Speaker
Description
Permanent electric dipole moments (EDMs) of elementary particles violate CP symmetry. Compared with the current muon EDM limit($|d_\mu| < 1.8 \times 10^{-19}e\cdot cm$) obtained from the BNL Muon g-2 Collaboration, the contribution to the muon EDM from the standard model is negligible ($|d_\mu| \sim 1.4 \times 10^{-38}e\cdot cm$), making the EDMs of elementary particles very sensitive probes for searching Beyond Standard Model (BSM) Physics for additional CP violation sources. The latter is one of the three criteria proposed by Sakharov for creating matter-antimatter asymmetry in the universe. The muon EDM experiment at PSI using frozen-spin technique expect to reach a sensitivity of $3 \times 10^{-21}e\cdot cm$ in phase I. The study of muon beam injection and storage is one of the critical parts of the experiment. Muons are injected into the solenoid through a superconducting channel and an entrance detector. When muons pass through the entrance detector, a signal is produced to trigger a pulsed magnetic field, which will deflect the trajectory of muons into a stable orbit in the central solenoid region.
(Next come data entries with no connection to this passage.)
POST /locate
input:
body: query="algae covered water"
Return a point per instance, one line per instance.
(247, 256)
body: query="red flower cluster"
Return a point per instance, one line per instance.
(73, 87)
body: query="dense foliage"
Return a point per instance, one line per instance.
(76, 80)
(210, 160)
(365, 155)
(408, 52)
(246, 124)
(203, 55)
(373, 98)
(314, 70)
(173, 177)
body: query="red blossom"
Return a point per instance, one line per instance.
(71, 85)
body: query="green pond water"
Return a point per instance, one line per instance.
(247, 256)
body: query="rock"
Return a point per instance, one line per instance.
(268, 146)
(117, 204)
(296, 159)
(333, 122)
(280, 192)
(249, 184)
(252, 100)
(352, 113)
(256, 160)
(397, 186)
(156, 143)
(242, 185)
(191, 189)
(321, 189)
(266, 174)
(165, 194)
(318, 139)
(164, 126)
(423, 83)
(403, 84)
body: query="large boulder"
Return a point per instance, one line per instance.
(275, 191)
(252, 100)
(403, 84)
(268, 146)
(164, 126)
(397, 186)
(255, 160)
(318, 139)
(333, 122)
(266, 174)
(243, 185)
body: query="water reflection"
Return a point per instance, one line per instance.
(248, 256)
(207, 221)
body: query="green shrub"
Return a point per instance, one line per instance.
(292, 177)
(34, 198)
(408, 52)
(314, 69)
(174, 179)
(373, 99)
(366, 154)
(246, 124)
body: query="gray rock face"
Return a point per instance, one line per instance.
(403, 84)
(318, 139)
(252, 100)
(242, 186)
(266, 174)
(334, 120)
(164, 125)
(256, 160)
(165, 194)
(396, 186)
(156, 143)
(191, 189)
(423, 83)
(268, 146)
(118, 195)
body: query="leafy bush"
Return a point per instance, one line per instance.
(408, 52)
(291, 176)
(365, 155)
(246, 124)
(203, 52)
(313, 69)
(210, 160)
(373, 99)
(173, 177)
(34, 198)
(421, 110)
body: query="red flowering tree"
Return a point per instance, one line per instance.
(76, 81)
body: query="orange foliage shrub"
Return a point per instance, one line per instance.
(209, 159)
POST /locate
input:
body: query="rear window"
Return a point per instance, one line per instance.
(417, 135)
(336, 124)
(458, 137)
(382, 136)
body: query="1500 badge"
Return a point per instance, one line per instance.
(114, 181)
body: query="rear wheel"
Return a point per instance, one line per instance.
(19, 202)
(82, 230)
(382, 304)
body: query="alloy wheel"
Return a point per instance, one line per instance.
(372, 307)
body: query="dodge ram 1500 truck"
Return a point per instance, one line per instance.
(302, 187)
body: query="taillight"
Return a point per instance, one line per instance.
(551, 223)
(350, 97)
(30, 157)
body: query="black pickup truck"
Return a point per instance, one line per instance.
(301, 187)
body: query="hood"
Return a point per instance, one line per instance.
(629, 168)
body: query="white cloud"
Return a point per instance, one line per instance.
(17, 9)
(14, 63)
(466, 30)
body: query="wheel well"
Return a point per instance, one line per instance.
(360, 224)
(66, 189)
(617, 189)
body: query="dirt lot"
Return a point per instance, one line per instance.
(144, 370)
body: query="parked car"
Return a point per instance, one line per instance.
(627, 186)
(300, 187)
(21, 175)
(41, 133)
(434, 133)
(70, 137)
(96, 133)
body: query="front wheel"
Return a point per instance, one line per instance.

A Geant4 simulation incorporating all electric and magnetic fields in the solenoid will be developed to simulate the beam injection and storage from the exit of the superconducting channel to the central region of the solenoid. Four different magnetic fields will be used in the simulation: a PSC solenoid field, correction coil fields, a weakly-focusing coil field and a pulsed magnetic field. Finally, the storage efficiency will be studied. In this poster, we will present the status of the beam injection and storage simulation.